JP avait posé le matelas au pied de mon sofa. Je sentais son souffle et son odeur de propre. JP avait toujours des vêtements doux qui inhalaient un parfum de lessive aphrodisiaque.

- Et puis, ils sont partis. M’ont laissé un généreux pourboire. M’ont promis de revenir. Ils m’ont serré la main. J’ai tenu sa peau entre mes doigts, glissante et fine. Elle n’a rien dit et s’est contentée de sourire pour prendre congé. Debout, elle était haussée sur de hauts talons et semblait prête à s’effondrer à tout moment. Elle marchait comme une danseuse, en effleurant à peine le sol des pieds, comme si la terre la repoussait tel un trampoline. Elle avait de jolis bas, effectivement. Sombres, ils brunissaient sa peau et la ponctuait de petits pois noirs. Ils sont sortis. Deux semaines plus tard, j’étais dans le métro. J’étais plongé dans mon magazine. J’ai levé le regard sur la paire de jambes en face de moi. Elles avaient la même cheville fine et des mollets appétissants. J’ai remarqué les bas qui les voilaient légèrement. Je les ai trouvés un peu communs jusqu’à ce que le métro trésaille, que les jambes se déplacent légèrement et que j’aperçoive la longue ligne rouge derrière qui remontait jusqu’en dessous de sa jupe. J’ai levé le regard. C’était elle. Le métro s’est arrêté, elle m’a reconnu, a esquissé un petit signe de la main et est sortie. Je suis resté cloué au siège. Depuis combien de temps me regardait-elle ? Pourquoi l’avais-je laissé s’échapper ? Depuis, je n’arrête pas d’y penser.

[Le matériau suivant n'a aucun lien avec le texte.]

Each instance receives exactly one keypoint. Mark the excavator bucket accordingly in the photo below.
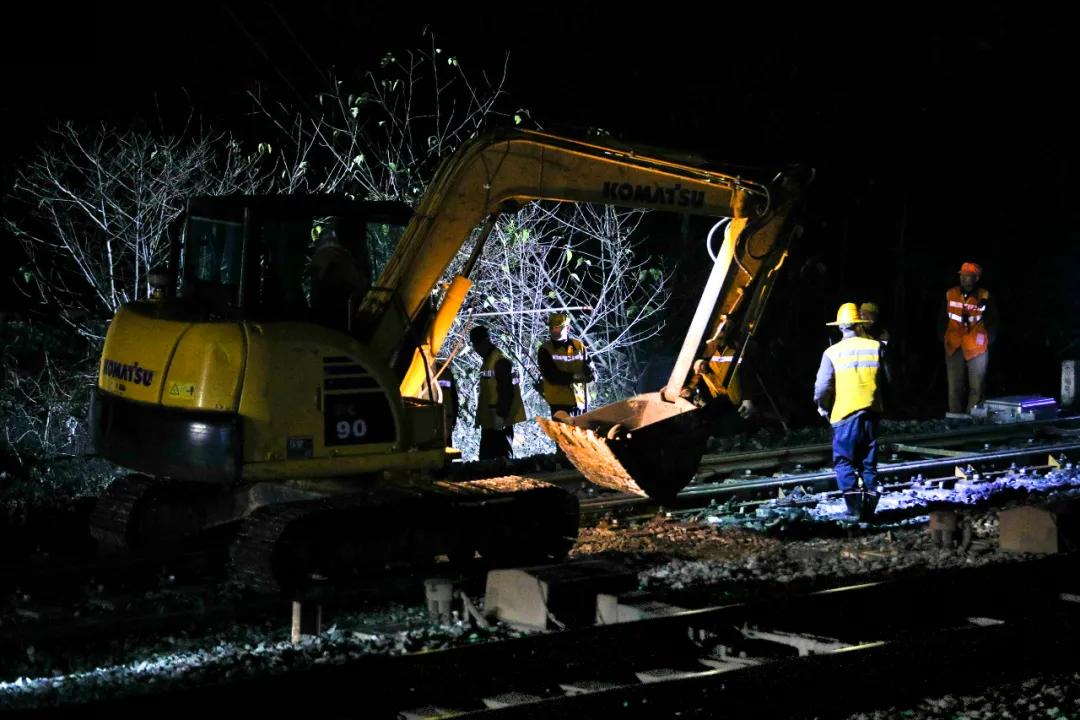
(644, 445)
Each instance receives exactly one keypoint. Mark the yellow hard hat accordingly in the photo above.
(558, 320)
(848, 314)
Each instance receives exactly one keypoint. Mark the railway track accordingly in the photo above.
(50, 583)
(822, 654)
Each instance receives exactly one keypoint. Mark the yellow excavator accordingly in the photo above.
(267, 389)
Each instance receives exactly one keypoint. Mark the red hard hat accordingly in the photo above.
(971, 269)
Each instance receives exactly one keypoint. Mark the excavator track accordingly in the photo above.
(510, 520)
(138, 511)
(110, 521)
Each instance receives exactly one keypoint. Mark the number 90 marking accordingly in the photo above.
(348, 430)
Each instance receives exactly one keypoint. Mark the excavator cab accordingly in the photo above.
(251, 367)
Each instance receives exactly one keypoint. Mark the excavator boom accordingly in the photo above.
(650, 444)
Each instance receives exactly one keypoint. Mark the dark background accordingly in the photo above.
(939, 135)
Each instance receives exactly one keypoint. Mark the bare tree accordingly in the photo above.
(98, 202)
(381, 135)
(549, 256)
(383, 138)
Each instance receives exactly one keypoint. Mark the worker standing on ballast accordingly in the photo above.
(850, 379)
(565, 368)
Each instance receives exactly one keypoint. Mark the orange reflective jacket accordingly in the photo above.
(966, 328)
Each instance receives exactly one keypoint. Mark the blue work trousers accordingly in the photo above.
(854, 448)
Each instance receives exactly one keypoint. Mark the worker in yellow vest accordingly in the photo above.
(565, 368)
(499, 399)
(968, 323)
(850, 378)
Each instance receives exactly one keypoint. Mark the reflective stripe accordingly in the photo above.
(855, 364)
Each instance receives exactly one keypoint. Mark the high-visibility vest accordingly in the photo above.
(569, 358)
(487, 402)
(855, 364)
(966, 327)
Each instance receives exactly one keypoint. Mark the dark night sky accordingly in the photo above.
(940, 135)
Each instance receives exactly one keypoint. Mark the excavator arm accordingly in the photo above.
(649, 444)
(500, 171)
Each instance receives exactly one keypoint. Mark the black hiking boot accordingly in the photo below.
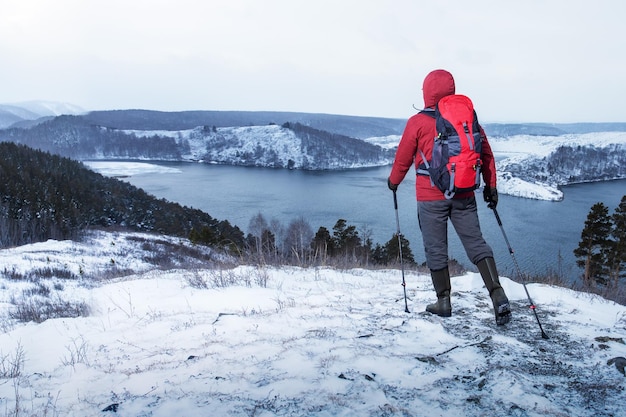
(501, 306)
(441, 282)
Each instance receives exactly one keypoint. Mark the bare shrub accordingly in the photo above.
(11, 366)
(77, 353)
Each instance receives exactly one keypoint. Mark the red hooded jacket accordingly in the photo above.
(419, 134)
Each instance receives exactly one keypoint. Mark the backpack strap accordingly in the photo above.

- T’inquiète, jamais deux sans trois.

- Oui, j’espère.

- On dort maintenant ?

J’étais fatigué. Je voulais clore cette conversation. JP a accepté mon appel au sommeil et m’a remercié de mon écoute. C’était bon de pouvoir se confesser. Je n’ai rien dit. Si j’avais eu un coussin, je l’aurais mordu. JP s’est déshabillé, s’est glissé sous l’unique drap que je possédais et n’a pas tardé à s’endormir, du repos du juste. Il était déjà tard, presque cinq heures déjà. Je l’ai contemplé. Je n’avais pas le courage de plonger dans le sommeil. Je devais me lever pour bosser dans quelques minutes à peine. En attendant, je goûtais au supplice bercé par la douce mélodie de son souffle assoupi.